Y = INTERPFT(X,N) returns a vector Y of length N obtained
by interpolation in the Fourier transform of X.
If X is a matrix, interpolation is done on each column.
If X is an array, interpolation is performed along the first
non-singleton dimension.
INTERPFT(X,N,DIM) performs the interpolation along the
dimension DIM.
Assume x(t) is a periodic function of t with period p, sampled
at equally spaced points, X(i) = x(T(i)) where T(i) = (i-1)*p/M,
i = 1:M, M = length(X). Then y(t) is another periodic function
with the same period and Y(j) = y(T(j)) where T(j) = (j-1)*p/N,
j = 1:N, N = length(Y). If N is an integer multiple of M,
then Y(1:N/M:N) = X.
Example:
% Set up a triangle-like signal signal to be interpolated
y = [0:.5:2 1.5:-.5:-2 -1.5:.5:0]; % equally spaced
factor = 5; % Interpolate by a factor of 5
m = length(y)*factor;
x = 1:factor:m;
xi = 1:m;
yi = interpft(y,m);
plot(x,y,'o',xi,yi,'*')
legend('Original data','Interpolated data')

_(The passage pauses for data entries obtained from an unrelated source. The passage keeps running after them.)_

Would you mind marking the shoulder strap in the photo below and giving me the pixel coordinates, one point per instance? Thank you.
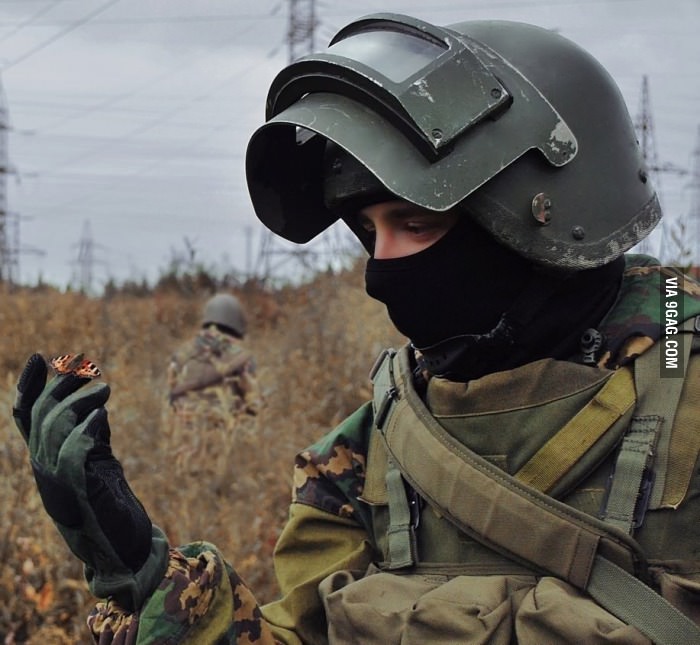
(483, 501)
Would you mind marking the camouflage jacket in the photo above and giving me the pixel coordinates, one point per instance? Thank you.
(213, 371)
(203, 600)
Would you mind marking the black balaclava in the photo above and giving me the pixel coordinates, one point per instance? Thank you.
(472, 306)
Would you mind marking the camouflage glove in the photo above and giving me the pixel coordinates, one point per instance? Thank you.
(82, 484)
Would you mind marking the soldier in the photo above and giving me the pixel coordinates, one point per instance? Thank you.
(213, 395)
(527, 469)
(215, 370)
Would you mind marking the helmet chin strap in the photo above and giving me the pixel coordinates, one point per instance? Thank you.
(470, 356)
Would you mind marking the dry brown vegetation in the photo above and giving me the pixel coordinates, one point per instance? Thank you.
(314, 345)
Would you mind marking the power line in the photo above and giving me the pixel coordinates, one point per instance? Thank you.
(71, 27)
(30, 20)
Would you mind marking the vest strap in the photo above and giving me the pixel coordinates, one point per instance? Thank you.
(484, 501)
(641, 467)
(558, 455)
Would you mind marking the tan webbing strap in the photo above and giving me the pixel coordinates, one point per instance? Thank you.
(646, 445)
(400, 534)
(551, 535)
(660, 396)
(636, 604)
(558, 455)
(686, 441)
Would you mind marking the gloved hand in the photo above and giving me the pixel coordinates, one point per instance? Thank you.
(82, 484)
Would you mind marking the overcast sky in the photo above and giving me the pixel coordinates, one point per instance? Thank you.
(129, 118)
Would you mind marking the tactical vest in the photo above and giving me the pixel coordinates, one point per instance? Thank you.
(614, 452)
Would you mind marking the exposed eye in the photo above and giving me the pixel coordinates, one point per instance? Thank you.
(366, 223)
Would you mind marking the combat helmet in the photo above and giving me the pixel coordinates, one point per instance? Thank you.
(225, 310)
(522, 128)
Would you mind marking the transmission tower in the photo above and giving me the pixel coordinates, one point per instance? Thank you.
(301, 29)
(694, 213)
(644, 125)
(8, 258)
(85, 262)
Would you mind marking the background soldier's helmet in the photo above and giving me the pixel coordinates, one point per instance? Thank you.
(225, 310)
(517, 124)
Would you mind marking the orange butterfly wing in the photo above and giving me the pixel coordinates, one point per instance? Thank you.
(75, 364)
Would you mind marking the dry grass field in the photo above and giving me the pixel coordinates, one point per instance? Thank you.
(314, 345)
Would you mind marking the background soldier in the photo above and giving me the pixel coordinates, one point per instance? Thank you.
(213, 395)
(523, 473)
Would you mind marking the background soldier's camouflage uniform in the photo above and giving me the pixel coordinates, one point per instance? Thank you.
(214, 398)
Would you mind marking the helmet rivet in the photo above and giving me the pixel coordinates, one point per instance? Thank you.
(541, 205)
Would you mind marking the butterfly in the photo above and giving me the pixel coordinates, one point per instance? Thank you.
(75, 364)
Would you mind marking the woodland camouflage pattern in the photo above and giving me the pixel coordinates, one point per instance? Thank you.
(329, 476)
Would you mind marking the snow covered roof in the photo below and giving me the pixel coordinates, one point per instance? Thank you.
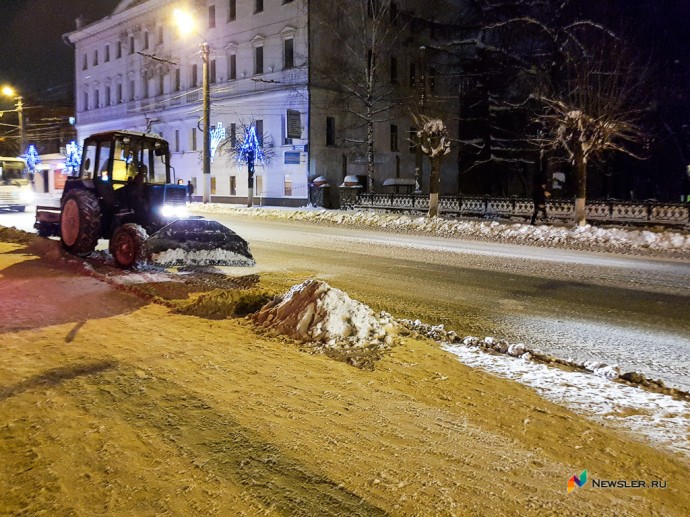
(126, 4)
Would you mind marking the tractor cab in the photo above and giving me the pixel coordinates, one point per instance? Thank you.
(130, 173)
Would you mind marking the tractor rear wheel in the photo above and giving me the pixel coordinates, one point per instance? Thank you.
(127, 245)
(80, 222)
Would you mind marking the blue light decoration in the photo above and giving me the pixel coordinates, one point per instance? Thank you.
(32, 158)
(249, 150)
(217, 136)
(73, 153)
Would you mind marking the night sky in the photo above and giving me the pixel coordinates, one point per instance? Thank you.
(33, 57)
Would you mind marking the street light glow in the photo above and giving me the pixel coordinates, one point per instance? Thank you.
(184, 21)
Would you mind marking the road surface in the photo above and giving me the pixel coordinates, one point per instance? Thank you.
(629, 311)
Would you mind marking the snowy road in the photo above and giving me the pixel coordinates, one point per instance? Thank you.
(621, 310)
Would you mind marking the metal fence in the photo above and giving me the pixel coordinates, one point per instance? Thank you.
(635, 212)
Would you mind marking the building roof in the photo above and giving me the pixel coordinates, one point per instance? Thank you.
(127, 4)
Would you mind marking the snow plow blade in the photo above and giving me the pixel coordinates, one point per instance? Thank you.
(198, 242)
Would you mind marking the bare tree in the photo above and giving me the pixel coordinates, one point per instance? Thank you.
(434, 143)
(596, 108)
(355, 67)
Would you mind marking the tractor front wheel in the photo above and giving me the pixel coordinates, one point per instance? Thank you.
(127, 245)
(80, 221)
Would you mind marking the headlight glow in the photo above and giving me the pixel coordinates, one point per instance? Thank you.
(26, 196)
(169, 211)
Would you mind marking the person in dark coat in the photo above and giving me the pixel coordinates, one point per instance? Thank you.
(539, 196)
(190, 190)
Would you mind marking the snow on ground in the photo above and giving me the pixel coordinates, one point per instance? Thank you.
(180, 256)
(660, 418)
(314, 312)
(610, 239)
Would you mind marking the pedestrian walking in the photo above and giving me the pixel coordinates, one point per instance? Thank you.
(190, 190)
(539, 196)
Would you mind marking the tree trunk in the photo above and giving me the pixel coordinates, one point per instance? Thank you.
(581, 196)
(434, 186)
(370, 150)
(250, 181)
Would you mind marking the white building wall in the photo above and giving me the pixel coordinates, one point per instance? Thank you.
(147, 64)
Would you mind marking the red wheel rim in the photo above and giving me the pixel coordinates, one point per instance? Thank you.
(69, 223)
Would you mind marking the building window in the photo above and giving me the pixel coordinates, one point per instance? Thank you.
(211, 16)
(258, 60)
(232, 67)
(394, 138)
(289, 54)
(259, 124)
(194, 78)
(330, 131)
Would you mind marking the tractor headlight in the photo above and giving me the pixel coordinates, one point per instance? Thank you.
(26, 196)
(178, 211)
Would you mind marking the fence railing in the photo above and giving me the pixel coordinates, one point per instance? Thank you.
(641, 212)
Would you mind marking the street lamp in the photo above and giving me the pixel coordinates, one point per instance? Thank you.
(8, 91)
(185, 23)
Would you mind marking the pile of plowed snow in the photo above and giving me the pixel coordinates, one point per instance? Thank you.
(327, 319)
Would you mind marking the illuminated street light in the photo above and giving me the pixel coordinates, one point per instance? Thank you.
(186, 24)
(8, 91)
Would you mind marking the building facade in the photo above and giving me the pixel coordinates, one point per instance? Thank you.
(273, 64)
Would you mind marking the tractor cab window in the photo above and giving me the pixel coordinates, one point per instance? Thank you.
(88, 162)
(104, 158)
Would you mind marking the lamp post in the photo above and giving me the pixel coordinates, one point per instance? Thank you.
(185, 23)
(9, 92)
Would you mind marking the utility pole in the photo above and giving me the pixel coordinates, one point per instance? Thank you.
(205, 51)
(20, 118)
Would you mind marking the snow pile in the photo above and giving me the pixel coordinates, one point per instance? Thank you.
(327, 318)
(214, 257)
(580, 237)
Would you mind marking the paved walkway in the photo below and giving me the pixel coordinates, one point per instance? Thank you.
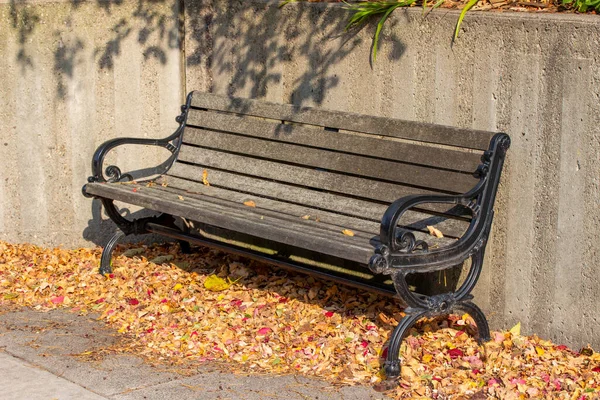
(37, 362)
(21, 380)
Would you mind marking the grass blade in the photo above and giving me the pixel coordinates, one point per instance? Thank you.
(469, 5)
(380, 26)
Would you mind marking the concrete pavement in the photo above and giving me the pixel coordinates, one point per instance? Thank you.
(38, 361)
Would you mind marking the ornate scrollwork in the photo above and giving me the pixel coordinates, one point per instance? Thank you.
(440, 304)
(407, 243)
(504, 143)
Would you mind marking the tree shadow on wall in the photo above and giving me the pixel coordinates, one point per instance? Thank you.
(248, 42)
(252, 42)
(156, 28)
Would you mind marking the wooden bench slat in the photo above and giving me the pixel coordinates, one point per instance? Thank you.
(344, 184)
(370, 145)
(318, 204)
(332, 161)
(451, 136)
(244, 219)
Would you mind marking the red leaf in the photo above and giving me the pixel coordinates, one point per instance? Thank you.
(455, 353)
(264, 331)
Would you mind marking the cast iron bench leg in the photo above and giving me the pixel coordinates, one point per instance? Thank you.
(105, 260)
(431, 306)
(135, 227)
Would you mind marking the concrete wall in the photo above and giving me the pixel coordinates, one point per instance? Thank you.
(72, 75)
(534, 76)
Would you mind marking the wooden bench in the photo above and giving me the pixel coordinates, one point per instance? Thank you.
(342, 196)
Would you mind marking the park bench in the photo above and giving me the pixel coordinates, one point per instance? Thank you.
(342, 196)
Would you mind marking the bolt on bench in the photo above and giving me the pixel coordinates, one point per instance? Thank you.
(342, 196)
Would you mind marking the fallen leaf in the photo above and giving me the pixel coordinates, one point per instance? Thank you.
(216, 284)
(516, 330)
(539, 351)
(264, 331)
(433, 231)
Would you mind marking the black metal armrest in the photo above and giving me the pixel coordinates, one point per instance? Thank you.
(113, 173)
(399, 248)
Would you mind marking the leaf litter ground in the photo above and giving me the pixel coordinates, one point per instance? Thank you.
(210, 306)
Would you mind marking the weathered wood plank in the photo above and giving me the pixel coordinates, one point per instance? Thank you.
(344, 184)
(366, 218)
(392, 171)
(243, 219)
(341, 141)
(410, 130)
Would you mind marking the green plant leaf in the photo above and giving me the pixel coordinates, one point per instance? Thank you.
(469, 5)
(284, 2)
(379, 27)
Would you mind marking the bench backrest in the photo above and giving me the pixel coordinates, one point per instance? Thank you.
(304, 154)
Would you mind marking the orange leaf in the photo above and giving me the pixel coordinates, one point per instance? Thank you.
(435, 232)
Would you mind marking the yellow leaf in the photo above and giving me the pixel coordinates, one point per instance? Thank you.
(205, 178)
(216, 284)
(516, 330)
(540, 351)
(433, 231)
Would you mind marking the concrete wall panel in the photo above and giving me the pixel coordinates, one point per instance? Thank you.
(74, 74)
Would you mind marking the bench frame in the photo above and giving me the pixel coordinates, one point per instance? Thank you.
(399, 254)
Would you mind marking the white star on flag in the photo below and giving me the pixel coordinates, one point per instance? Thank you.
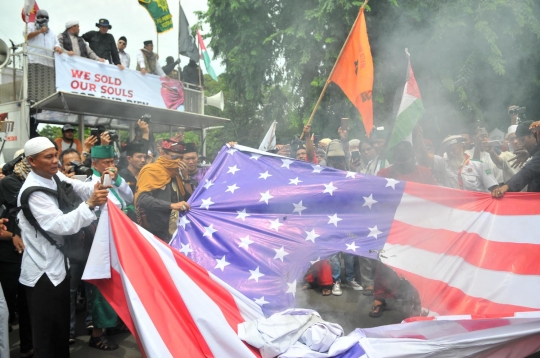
(334, 219)
(295, 181)
(208, 184)
(233, 170)
(369, 201)
(352, 247)
(275, 224)
(186, 249)
(232, 188)
(329, 188)
(374, 231)
(184, 221)
(245, 242)
(311, 235)
(266, 196)
(286, 163)
(298, 208)
(242, 215)
(292, 288)
(264, 175)
(209, 230)
(260, 301)
(206, 203)
(392, 183)
(255, 274)
(221, 263)
(280, 254)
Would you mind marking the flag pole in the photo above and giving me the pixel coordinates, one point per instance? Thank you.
(179, 29)
(333, 69)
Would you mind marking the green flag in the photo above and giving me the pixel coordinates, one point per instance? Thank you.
(159, 10)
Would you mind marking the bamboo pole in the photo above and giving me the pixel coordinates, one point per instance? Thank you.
(333, 69)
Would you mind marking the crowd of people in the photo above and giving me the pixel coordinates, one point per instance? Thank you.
(465, 160)
(60, 188)
(101, 46)
(52, 235)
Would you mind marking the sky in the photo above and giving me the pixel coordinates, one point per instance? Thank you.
(127, 18)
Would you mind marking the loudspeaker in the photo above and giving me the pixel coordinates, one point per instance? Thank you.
(215, 101)
(4, 54)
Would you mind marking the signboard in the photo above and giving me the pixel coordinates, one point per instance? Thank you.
(80, 75)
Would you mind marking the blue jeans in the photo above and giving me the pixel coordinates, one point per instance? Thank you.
(336, 267)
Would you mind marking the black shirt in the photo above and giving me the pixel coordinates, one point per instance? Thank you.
(528, 175)
(103, 45)
(9, 190)
(157, 208)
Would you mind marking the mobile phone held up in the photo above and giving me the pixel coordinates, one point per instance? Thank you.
(106, 180)
(344, 124)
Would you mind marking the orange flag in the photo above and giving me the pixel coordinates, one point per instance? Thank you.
(353, 71)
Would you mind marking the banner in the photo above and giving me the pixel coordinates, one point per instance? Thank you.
(79, 75)
(159, 11)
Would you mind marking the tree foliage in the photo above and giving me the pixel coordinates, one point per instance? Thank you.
(472, 59)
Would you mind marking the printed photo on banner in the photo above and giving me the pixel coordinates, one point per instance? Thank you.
(91, 78)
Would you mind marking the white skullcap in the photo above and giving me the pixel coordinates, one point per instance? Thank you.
(71, 23)
(17, 153)
(37, 145)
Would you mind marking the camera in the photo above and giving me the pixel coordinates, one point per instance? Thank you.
(146, 118)
(79, 169)
(96, 132)
(520, 112)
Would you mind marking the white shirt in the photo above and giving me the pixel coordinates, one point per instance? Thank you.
(40, 257)
(486, 158)
(140, 61)
(475, 175)
(125, 59)
(47, 40)
(122, 189)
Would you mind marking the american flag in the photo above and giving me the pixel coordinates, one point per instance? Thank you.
(258, 221)
(468, 255)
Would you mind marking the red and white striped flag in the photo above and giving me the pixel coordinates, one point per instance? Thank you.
(173, 307)
(465, 252)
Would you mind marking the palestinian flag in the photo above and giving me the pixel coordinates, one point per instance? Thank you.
(410, 111)
(206, 58)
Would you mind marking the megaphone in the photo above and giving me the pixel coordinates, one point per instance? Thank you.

Class support for data input x:
float: double, single
See also interp1.
Reference page in Help browser
doc interpft
<interp2> - 2-D interpolation (table lookup).
INTERP2 2-D interpolation (table lookup).
ZI = INTERP2(X,Y,Z,XI,YI) interpolates to find ZI, the values of the
underlying 2-D function Z at the points in matrices XI and YI.
Matrices X and Y specify the points at which the data Z is given.
XI can be a row vector, in which case it specifies a matrix with
constant columns. Similarly, YI can be a column vector and it
specifies a matrix with constant rows.
ZI = INTERP2(Z,XI,YI) assumes X=1:N and Y=1:M where [M,N]=SIZE(Z).
ZI = INTERP2(Z,NTIMES) expands Z by interleaving interpolates between
every element, working recursively for NTIMES. INTERP2(Z) is the
same as INTERP2(Z,1).
ZI = INTERP2(...,METHOD) specifies alternate methods. The default
is linear interpolation. Available methods are:
'nearest' - nearest neighbor interpolation
'linear' - bilinear interpolation
'spline' - spline interpolation
'cubic' - bicubic interpolation as long as the data is
uniformly spaced, otherwise the same as 'spline'
For faster interpolation when X and Y are equally spaced and monotonic,
use the syntax ZI = INTERP2(...,*METHOD).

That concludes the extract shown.